While resources are being re-directed to fight COVID-19, the world cannot allow other horrific diseases to re-emerge and spread across vulnerable populations, particularly children, Dr Haq continued.
“We have fought far too long and too hard to beat these diseases.”
Mazen*, three months old, receiving an oral vaccine in a tent in North West Idlib, Syria.
Not Immune: Children in Conflict details deadly outbreaks of diseases from the past 10 years that could have been prevented with large-scale immunisations, including a polio outbreak in Boko-Haram controlled northeast Nigeria in 2016, and in Syria a year later.
Large-scale and severe cholera epidemics have occurred in conflict-affected countries including Iraq, Somalia, South Sudan and Yemen in the past ten years. In Yemen more than one million cholera cases and 2,500 deaths occurred between 2016 to 2018.
Fear of contracting COVID-19 is also preventing families from accessing vaccinations, which is particularly concerning among vulnerable populations like refugees.
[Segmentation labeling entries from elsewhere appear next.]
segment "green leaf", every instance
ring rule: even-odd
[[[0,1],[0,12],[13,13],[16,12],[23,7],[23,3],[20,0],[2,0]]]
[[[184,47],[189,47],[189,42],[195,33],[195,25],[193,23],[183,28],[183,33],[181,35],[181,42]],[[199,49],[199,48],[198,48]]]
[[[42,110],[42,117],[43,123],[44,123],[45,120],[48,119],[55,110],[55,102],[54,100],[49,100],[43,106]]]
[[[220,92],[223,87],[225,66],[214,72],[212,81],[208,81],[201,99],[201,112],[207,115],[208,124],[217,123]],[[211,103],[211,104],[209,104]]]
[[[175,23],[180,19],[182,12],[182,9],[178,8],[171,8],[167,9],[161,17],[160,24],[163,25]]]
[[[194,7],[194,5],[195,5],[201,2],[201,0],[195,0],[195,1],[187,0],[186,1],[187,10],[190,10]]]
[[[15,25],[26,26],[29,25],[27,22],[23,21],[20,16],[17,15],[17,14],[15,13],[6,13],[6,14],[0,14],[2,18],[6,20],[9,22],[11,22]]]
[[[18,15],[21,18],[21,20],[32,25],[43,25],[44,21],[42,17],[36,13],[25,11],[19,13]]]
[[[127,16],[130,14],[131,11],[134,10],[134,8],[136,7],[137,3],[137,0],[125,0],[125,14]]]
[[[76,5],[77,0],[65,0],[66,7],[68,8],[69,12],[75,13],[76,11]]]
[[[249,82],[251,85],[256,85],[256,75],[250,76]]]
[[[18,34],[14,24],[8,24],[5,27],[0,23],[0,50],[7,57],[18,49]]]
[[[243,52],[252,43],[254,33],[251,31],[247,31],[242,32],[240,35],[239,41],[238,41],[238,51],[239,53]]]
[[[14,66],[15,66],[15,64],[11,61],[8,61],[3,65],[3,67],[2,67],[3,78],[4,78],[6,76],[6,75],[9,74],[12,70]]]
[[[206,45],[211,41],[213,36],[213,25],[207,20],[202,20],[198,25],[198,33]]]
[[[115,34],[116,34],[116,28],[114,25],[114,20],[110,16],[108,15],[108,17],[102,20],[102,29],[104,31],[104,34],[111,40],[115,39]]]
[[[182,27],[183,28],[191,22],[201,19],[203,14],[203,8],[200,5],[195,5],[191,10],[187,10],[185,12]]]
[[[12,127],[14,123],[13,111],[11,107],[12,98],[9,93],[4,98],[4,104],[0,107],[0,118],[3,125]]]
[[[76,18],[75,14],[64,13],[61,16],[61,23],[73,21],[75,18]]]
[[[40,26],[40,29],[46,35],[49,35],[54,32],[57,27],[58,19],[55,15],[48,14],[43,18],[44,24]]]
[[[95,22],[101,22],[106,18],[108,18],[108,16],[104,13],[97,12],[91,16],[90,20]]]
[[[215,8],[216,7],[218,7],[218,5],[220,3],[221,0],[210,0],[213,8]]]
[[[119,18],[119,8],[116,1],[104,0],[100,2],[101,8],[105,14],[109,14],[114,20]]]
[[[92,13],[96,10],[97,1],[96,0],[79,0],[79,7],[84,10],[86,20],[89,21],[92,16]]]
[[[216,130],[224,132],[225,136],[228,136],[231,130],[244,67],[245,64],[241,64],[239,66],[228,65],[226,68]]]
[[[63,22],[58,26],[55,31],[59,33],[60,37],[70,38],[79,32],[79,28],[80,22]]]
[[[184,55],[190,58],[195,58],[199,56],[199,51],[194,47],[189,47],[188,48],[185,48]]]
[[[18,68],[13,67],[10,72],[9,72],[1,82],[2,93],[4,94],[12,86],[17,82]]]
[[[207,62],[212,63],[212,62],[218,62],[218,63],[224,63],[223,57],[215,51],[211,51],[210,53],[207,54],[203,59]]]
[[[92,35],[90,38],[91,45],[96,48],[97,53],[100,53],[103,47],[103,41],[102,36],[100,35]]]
In Cox’s Bazar, Bangladesh, where more than 700,000 Rohingya fled to following deadly violence in Myanmar in 2017, Modina’s* one year old daughter had been receiving routine immunisations from birth at Save the Children’s health centre, but stopped when news of coronavirus spread.
“My child started to become sick since the day we stopped the vaccinations. I did not go out of the house as I was afraid of coronavirus. And because of that (my daughter) became malnourished day by day.
“I became more afraid as she was becoming more sick. Then I realized how important the vaccinations are. The children will be safe from diseases like chicken pox, measles, and many others.”
While the funding of Gavi, the global vaccine alliance, and COVAX, the global facility for the fair distribution of eventual COVID-19 vaccines across the globe, is extremely important, more needs to happen, Save the Children emphasized.
Dr. Haq continued: “Just months ago, the UN Secretary-General appealed for a global ceasefire to limit the spread of COVID-19 and allow aid – and immunisations – to reach the most vulnerable children and their families. But the fighting continues. That is unacceptable. World leaders need to keep pushing for a global ceasefire, as that is a condition to reach the most vulnerable children.”
The report calls for global vaccination efforts to sharpen their focus on reaching children affected by conflict, including refugee and internally displaced children. It also calls for more support to be provided to conflict affected countries to increase immunisation coverage, including through “catch up” vaccinations and with a focus on children with the lowest immunisation levels.